Developing Data-Sharing Agreements
Data-sharing agreements are key for mitigating third-, fourth-, and fifth-party risks. These agreements should outline the responsibilities of all parties in handling data securely and transparently. Key elements include:
- Extending accountability to all downstream entities by requiring them to adhere to the same security standards as primary vendors
- Specifying how data should be managed, retained, and deleted after its intended use.
- Ensuring agreements include timely breach notification requirements to enable swift mitigation
- Exempting sensitive information from being used in training data
Monitoring of AI Applications and Their Partners
Risk management does not end once a contract is executed. Continuous monitoring of AI systems and associated networks should be ongoing to detect vulnerabilities and maintain compliance. Strategies include:
- Employing tools to monitor performance, audit access logs, and verify adherence to data-sharing agreements
- Conducting regular penetration testing and risk assessments helps ensure that AI systems remain resilient to evolving threats
- Deploying real-time anomaly detection system to alert organizations to unauthorized data access or unusual behaviors in AI integrations
Tools and Frameworks for Risk Management
Tools like risk assessment software and vulnerability scanners can provide insights into potential weaknesses in AI systems and data-sharing practices. For example, ZenData’s privacy mapper helps you discover, classify, and defend sensitive and personally identifiable information (PII) across your organization.
Specialized AI risk platforms can evaluate third-party vendors and analyze how data is shared across the supply chain. These tools may also facilitate scenario analysis, allowing you to assess the potential impact of breaches or compliance failures.
Monitoring and Auditing Third-Party and Downstream Partners
There are also specialized tools for monitoring the security posture of downstream partners. These platforms can identify anomalies, such as unauthorized data access or outdated security practices, ensuring that your supply chain partners comply with industry standards and contractual obligations.
Auditing tools also help verify compliance.
Risk Frameworks for AI Compliance
Ensuring downstream AI conforms with industry-standard frameworks for risk management can also help secure data. For example:
- NIST Cybersecurity Framework: Provides a flexible, high-level approach to managing cybersecurity risks, including those associated with AI. Its five core functions—Identify, Protect, Detect, Respond, and Recover—can be applied to AI-specific scenarios.
- ISO 27701: A privacy-focused extension to ISO 27001, which outlines best practices for managing personal data within information security systems. It is especially relevant for organizations using AI in data-intensive applications.
- SOC 2: Focuses on trust service criteria like security, availability, processing integrity, confidentiality, and privacy.
It is critical for AI vendors handling sensitive data to demonstrate adherence to these principles. While suppliers should have robust security frameworks in place, managing AI vendor risks is a shared responsibility.

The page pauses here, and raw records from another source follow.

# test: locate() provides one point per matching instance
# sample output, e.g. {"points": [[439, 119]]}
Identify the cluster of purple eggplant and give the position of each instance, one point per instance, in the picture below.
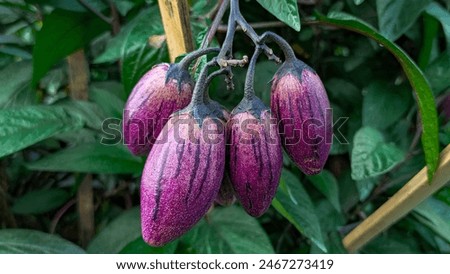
{"points": [[199, 154]]}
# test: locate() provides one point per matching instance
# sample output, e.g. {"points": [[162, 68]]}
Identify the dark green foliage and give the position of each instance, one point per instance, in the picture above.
{"points": [[380, 98]]}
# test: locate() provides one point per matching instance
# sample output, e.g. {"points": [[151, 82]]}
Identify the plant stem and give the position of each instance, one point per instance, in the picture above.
{"points": [[283, 44], [215, 24], [249, 91], [234, 20], [188, 59], [213, 29], [200, 87]]}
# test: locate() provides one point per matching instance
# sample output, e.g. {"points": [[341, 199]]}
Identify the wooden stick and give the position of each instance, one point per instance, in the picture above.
{"points": [[406, 199], [175, 16], [78, 69]]}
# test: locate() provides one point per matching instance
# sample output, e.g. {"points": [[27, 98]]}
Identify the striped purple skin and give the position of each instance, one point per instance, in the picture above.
{"points": [[255, 160], [226, 196], [181, 178], [149, 107], [299, 101]]}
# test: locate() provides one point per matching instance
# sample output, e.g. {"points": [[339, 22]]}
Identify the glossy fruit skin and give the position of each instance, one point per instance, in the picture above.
{"points": [[255, 157], [181, 177], [226, 196], [301, 105], [158, 94]]}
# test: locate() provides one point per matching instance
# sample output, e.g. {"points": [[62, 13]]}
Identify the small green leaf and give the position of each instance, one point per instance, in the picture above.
{"points": [[231, 231], [371, 156], [24, 241], [91, 158], [293, 202], [118, 234], [14, 79], [327, 184], [396, 17], [40, 201], [138, 56], [123, 235], [63, 32], [365, 187], [424, 95], [70, 5], [438, 72], [394, 102], [22, 127], [285, 10], [443, 16], [107, 97], [138, 246], [435, 215]]}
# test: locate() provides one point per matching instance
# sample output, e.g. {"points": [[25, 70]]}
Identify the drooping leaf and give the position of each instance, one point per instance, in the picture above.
{"points": [[371, 156], [327, 184], [123, 235], [392, 100], [14, 79], [396, 17], [91, 158], [40, 201], [421, 87], [435, 215], [293, 202], [438, 72], [139, 246], [285, 10], [63, 32], [22, 127], [24, 241], [229, 230]]}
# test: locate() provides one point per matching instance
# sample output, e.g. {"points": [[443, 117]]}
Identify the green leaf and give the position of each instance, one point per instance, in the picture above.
{"points": [[24, 241], [229, 231], [365, 187], [443, 16], [14, 79], [106, 96], [63, 32], [438, 72], [139, 246], [327, 184], [435, 215], [371, 156], [396, 17], [138, 56], [91, 158], [424, 95], [70, 5], [40, 201], [285, 10], [392, 100], [22, 127], [293, 202], [124, 6], [123, 235]]}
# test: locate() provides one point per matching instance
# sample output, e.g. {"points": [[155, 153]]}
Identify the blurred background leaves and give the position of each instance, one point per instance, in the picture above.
{"points": [[50, 141]]}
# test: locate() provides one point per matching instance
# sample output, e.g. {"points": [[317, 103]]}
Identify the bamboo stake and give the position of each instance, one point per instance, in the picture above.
{"points": [[406, 199], [175, 17], [78, 68]]}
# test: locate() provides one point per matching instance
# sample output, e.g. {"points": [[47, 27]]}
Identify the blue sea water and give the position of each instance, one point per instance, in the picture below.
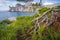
{"points": [[6, 14]]}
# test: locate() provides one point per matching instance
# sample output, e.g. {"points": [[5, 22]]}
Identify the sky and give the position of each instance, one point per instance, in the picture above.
{"points": [[4, 4]]}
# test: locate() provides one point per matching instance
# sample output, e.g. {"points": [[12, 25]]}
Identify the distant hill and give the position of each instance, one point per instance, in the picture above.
{"points": [[53, 5]]}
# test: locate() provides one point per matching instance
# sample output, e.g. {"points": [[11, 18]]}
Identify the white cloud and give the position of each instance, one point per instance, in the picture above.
{"points": [[48, 3], [4, 5]]}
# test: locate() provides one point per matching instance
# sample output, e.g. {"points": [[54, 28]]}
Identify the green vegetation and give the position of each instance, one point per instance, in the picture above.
{"points": [[37, 4], [18, 29]]}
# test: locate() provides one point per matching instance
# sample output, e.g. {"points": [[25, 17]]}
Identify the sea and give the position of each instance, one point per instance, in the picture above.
{"points": [[6, 14]]}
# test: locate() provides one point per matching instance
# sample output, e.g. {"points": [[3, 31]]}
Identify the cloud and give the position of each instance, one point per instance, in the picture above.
{"points": [[4, 5]]}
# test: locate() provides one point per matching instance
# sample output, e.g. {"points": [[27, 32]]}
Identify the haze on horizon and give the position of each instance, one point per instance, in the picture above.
{"points": [[4, 4]]}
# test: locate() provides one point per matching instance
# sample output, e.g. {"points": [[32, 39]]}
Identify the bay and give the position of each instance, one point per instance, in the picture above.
{"points": [[5, 14]]}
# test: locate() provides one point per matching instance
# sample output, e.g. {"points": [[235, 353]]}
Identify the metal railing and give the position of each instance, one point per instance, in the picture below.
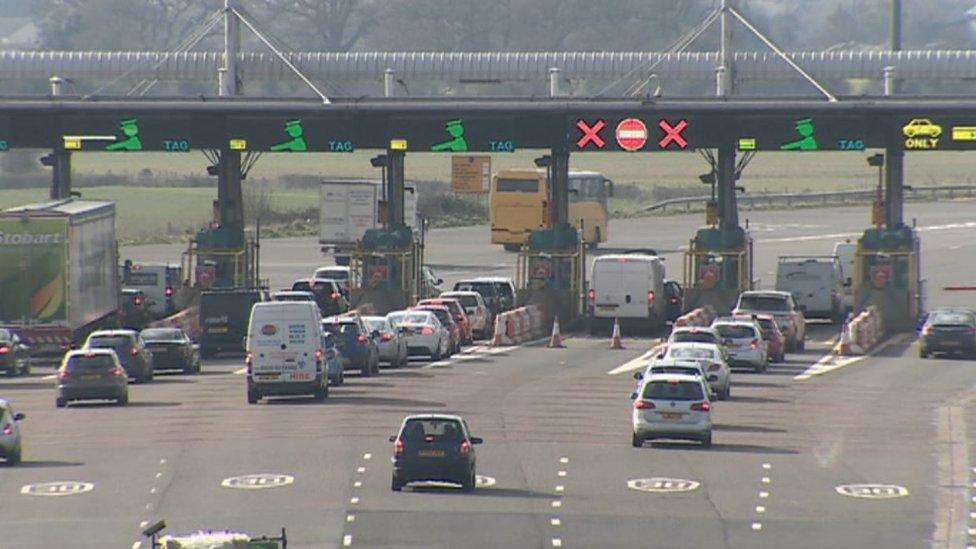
{"points": [[825, 198]]}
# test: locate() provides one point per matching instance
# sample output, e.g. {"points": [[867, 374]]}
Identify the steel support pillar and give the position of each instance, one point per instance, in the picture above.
{"points": [[559, 179], [728, 209], [230, 196], [394, 187], [894, 187]]}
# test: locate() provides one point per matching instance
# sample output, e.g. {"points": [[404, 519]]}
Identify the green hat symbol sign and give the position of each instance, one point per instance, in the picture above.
{"points": [[131, 142], [457, 143], [807, 141], [297, 142]]}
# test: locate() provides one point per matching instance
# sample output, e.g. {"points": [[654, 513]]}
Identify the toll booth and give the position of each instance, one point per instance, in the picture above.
{"points": [[550, 271], [385, 270], [718, 266], [887, 275]]}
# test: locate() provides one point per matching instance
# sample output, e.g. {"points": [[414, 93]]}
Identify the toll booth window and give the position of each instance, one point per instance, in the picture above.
{"points": [[517, 186]]}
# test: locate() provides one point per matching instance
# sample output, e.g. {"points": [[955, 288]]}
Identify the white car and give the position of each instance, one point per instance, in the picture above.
{"points": [[10, 433], [713, 361], [425, 334], [744, 343], [672, 406], [478, 313], [392, 346]]}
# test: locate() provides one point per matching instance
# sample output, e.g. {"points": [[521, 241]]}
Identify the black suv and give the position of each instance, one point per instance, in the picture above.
{"points": [[434, 447]]}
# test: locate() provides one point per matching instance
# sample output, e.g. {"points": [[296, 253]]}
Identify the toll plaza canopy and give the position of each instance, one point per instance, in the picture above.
{"points": [[490, 125]]}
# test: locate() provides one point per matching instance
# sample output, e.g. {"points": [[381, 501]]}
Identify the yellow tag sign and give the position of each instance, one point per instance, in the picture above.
{"points": [[964, 133]]}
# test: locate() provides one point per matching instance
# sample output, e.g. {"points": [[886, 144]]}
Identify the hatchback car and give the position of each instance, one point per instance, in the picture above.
{"points": [[713, 361], [424, 334], [14, 354], [434, 447], [91, 374], [950, 331], [171, 349], [355, 342], [130, 349], [392, 347], [457, 313], [672, 406], [744, 343], [10, 445], [479, 315]]}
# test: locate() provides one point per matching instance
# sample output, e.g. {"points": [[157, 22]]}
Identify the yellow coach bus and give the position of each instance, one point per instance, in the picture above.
{"points": [[520, 201]]}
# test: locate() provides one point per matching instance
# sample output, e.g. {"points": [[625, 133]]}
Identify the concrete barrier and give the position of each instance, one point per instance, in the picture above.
{"points": [[519, 325]]}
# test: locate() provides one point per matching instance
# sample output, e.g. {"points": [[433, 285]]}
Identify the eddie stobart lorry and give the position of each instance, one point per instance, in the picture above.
{"points": [[58, 272]]}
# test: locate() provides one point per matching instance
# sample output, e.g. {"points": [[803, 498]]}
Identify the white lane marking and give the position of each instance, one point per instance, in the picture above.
{"points": [[832, 362], [637, 363]]}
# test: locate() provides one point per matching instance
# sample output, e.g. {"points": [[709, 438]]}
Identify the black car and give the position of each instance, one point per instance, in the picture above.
{"points": [[14, 354], [171, 349], [950, 331], [434, 447], [224, 315]]}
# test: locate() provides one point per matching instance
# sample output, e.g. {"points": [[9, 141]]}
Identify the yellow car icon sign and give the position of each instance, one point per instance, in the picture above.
{"points": [[921, 127]]}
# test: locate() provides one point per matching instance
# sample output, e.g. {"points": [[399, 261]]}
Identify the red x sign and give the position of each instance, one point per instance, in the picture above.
{"points": [[672, 133], [590, 133]]}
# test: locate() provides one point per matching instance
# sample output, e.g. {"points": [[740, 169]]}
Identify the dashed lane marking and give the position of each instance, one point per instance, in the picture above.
{"points": [[637, 363]]}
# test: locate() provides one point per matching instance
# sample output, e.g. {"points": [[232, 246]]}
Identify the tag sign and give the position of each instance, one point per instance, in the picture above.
{"points": [[59, 488], [258, 481], [872, 491], [663, 484], [470, 174]]}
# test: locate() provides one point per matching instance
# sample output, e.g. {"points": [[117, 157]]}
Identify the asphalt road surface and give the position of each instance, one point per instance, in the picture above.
{"points": [[557, 468]]}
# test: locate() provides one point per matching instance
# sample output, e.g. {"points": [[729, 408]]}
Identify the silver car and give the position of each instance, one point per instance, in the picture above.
{"points": [[713, 361], [672, 406], [10, 448], [393, 347]]}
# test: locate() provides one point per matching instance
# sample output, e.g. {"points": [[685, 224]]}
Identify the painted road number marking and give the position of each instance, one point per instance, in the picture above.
{"points": [[872, 491], [258, 481], [663, 484], [59, 488]]}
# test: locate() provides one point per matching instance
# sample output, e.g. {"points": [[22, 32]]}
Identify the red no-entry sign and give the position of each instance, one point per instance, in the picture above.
{"points": [[631, 134]]}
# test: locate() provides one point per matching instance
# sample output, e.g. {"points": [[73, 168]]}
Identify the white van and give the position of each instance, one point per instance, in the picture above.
{"points": [[284, 351], [629, 287], [845, 251], [816, 283]]}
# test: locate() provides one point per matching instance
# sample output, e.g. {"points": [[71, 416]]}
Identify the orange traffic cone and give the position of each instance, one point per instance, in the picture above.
{"points": [[615, 342], [556, 339]]}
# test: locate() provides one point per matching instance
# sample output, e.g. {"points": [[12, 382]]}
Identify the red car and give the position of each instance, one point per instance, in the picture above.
{"points": [[457, 313], [444, 315]]}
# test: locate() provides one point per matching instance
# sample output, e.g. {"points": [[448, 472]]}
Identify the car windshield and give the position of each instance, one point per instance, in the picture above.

Case Studies of Risk Management Success
Several organizations have effectively leveraged these tools and frameworks to navigate the complexities of AI risk management.
One example is a major healthcare provider that successfully mapped all of its PII and sensitive data, making it easier to manage in a unified manner. Implementing ISO 27701 and achieving SOC-2 certification for AI-driven patient data systems significantly reduced their exposure.
Another success story involves a financial services firm that deployed continuous monitoring to detect vulnerabilities in their AI vendor’s cloud infrastructure to prevent potential breaches.
Safeguard Your Sensitive Data
Effectively managing third-, fourth-, and fifth-party risks in AI integrations is critical for safeguarding sensitive data and maintaining compliance.
By adopting proactive risk mitigation strategies, leveraging recognized frameworks, and fostering transparency in AI applications, you can confidently navigate the complexities of data sharing in AI across their supply chains.